54x^3 +250 factor

sum of two cubes:

(a^3+b^3)=(a+b)(a^2-ab+b^2)

cubrt (54x^3)=3xcubrt2
cubrt (250)=5cubrt2
Let k=cubrt2

(3xk+5k)(9x^2k^2-15xk^2+25*k^2)

k^3 (3x+5)(9x^2-15x+25) and k^3=2

I'd have factored out the 2 first, leaving

2(27x^3 + 125)
= 2((3x)^3 + 5^3))
= 2(3x+5)(9x^2 - 15x + 25)

To factor the expression 54x^3 + 250, we can first look for any common factors that can be factored out. In this case, both terms have a common factor of 2.

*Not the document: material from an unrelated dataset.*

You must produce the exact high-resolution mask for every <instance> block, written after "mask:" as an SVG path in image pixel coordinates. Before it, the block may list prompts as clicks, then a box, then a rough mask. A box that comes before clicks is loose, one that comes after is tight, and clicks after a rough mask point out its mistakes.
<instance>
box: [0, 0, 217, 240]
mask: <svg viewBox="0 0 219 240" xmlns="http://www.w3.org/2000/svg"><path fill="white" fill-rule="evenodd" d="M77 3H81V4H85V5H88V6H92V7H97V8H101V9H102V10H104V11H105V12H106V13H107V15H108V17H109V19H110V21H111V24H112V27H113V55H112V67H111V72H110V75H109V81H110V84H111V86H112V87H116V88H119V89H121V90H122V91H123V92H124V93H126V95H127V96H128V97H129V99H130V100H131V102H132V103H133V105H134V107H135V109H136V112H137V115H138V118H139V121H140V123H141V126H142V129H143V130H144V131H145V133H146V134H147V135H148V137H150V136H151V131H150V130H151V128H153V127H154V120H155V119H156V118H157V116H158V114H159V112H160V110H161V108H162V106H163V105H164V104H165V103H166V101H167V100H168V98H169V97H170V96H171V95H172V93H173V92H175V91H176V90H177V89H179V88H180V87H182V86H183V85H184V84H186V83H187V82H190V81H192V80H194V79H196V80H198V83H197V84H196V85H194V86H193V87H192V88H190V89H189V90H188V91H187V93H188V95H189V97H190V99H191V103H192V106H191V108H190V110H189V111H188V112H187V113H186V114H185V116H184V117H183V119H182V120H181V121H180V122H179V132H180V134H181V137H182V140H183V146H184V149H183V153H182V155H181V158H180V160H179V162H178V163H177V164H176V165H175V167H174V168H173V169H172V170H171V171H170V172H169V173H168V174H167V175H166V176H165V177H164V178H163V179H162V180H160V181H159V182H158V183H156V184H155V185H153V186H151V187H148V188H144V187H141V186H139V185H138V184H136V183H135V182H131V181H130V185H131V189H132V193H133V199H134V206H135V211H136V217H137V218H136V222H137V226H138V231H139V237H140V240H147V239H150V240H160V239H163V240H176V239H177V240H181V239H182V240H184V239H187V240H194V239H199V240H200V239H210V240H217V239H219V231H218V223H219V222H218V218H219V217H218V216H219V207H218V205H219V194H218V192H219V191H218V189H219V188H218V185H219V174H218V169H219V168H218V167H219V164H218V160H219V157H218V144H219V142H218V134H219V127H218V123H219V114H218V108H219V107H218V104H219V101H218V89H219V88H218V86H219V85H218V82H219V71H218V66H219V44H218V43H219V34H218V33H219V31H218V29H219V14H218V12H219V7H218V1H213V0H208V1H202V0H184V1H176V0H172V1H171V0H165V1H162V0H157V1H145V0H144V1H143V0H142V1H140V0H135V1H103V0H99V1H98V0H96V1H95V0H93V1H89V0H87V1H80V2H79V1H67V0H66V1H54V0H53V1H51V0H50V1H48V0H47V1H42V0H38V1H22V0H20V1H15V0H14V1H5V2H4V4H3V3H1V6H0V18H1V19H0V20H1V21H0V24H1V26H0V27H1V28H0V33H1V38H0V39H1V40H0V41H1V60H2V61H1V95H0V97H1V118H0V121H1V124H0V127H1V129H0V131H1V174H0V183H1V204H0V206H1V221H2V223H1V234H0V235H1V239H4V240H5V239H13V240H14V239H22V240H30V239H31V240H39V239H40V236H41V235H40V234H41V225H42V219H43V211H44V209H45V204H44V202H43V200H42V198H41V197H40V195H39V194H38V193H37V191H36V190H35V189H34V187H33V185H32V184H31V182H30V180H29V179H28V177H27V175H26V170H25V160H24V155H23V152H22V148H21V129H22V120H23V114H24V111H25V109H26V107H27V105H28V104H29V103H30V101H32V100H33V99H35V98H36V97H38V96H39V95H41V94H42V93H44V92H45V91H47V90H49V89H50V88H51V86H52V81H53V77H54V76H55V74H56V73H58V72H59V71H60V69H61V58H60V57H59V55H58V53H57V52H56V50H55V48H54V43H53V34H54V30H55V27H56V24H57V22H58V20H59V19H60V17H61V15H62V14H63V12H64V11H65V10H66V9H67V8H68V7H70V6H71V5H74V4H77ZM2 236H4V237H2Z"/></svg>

Step 1: Factoring out the common factor:
2(27x^3 + 125)

Now, let's focus on the expression inside the parentheses, 27x^3 + 125. This is a sum of cubes, which can be factored using the following formula: a^3 + b^3 = (a + b)(a^2 - ab + b^2).

Step 2: Applying the sum of cubes formula:
2(3x + 5)(9x^2 - 15x + 25)

Therefore, the fully factored form of 54x^3 + 250 is 2(3x + 5)(9x^2 - 15x + 25).